Department of Medical Imaging and Radiological Sciences, College of Medicine, Chang Gung University, Tao-Yuan, Taiwan. Department of Medical Imaging and Intervention, Linkuo Chang Gung Memorial Hospital, Tao-Yuan, Taiwan.
Phys Med Biol. 2018 Mar 14;63(6):065005. doi: 10.1088/1361-6560/aaafab.
Lung cancer screening aims to detect small pulmonary nodules and decrease the mortality rate of those affected. However, studies from large-scale clinical trials of lung cancer screening have shown that the false-positive rate is high and positive predictive value is low. To address these problems, a technical approach is greatly needed for accurate malignancy differentiation among these early-detected nodules. We studied the clinical feasibility of an additional protocol of localized thin-section CT for further assessment on recalled patients from lung cancer screening tests. Our approach of localized thin-section CT was integrated with radiomics features extraction and machine learning classification which was supervised by pathological diagnosis. Localized thin-section CT images of 122 nodules were retrospectively reviewed and 374 radiomics features were extracted. In this study, 48 nodules were benign and 74 malignant. There were nine patients with multiple nodules and four with synchronous multiple malignant nodules. Different machine learning classifiers with a stratified ten-fold cross-validation were used and repeated 100 times to evaluate classification accuracy. Of the image features extracted from the thin-section CT images, 238 (64%) were useful in differentiating between benign and malignant nodules. These useful features include CT density (p = 0.002 518), sigma (p = 0.002 781), uniformity (p = 0.032 41), and entropy (p = 0.006 685). The highest classification accuracy was 79% by the logistic classifier.

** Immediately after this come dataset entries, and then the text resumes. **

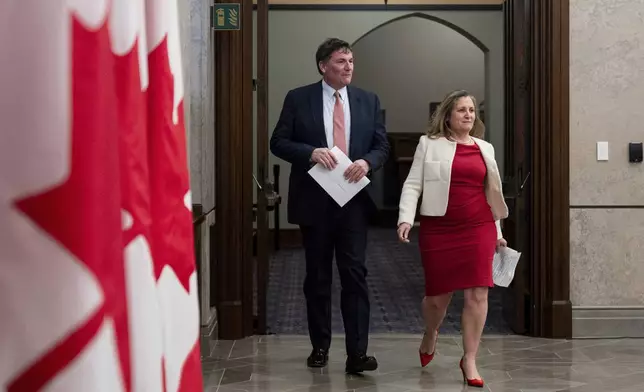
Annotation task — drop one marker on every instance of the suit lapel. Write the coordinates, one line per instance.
(354, 102)
(317, 110)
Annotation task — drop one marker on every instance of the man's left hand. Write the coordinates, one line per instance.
(356, 171)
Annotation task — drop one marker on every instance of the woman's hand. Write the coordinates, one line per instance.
(501, 243)
(403, 232)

The performance metrics of this logistic classification model was 0.80 for the positive predictive value, 0.36 for the false-positive rate, and 0.80 for the area under the receiver operating characteristic curve. Our approach of direct risk classification supervised by the pathological diagnosis with localized thin-section CT and radiomics feature extraction may support clinical physicians in determining truly malignant nodules and therefore reduce problems in lung cancer screening.

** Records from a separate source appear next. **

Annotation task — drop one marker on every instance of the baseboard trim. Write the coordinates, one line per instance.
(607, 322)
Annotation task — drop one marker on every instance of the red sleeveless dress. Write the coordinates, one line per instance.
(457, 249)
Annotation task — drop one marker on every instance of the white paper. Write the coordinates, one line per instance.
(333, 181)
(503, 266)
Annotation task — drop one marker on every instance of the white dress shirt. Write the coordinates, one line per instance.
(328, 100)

肺癌筛查旨在检测小的肺结节并降低受影响人群的死亡率。然而,来自大规模肺癌筛查临床试验的研究表明,假阳性率高,阳性预测值低。为了解决这些问题,非常需要一种针对这些早期检测到的结节进行准确恶性肿瘤区分的技术方法。我们研究了在肺癌筛查试验中对召回患者进行局部薄层 CT 进一步评估的附加方案的临床可行性。我们的局部薄层 CT 方法与放射组学特征提取和机器学习分类相结合,由病理诊断进行监督。回顾性分析了 122 个结节的局部薄层 CT 图像,并提取了 374 个放射组学特征。在本研究中,48 个结节为良性,74 个为恶性。有 9 个患者有多个结节,4 个患者有同步多个恶性结节。使用具有分层十折交叉验证的不同机器学习分类器并重复 100 次以评估分类准确性。在从薄层 CT 图像中提取的图像特征中,有 238 个(64%)可用于区分良性和恶性结节。这些有用的特征包括 CT 密度(p = 0.002518)、sigma(p = 0.002781)、均匀性(p = 0.03241)和熵(p = 0.006685)。逻辑分类器的最高分类准确性为 79%。该逻辑分类模型的性能指标为阳性预测值 0.80、假阳性率 0.36 和受试者工作特征曲线下面积 0.80。我们的方法是在病理诊断的监督下直接进行风险分类,结合局部薄层 CT 和放射组学特征提取,可能有助于临床医生确定真正的恶性结节,从而减少肺癌筛查中的问题。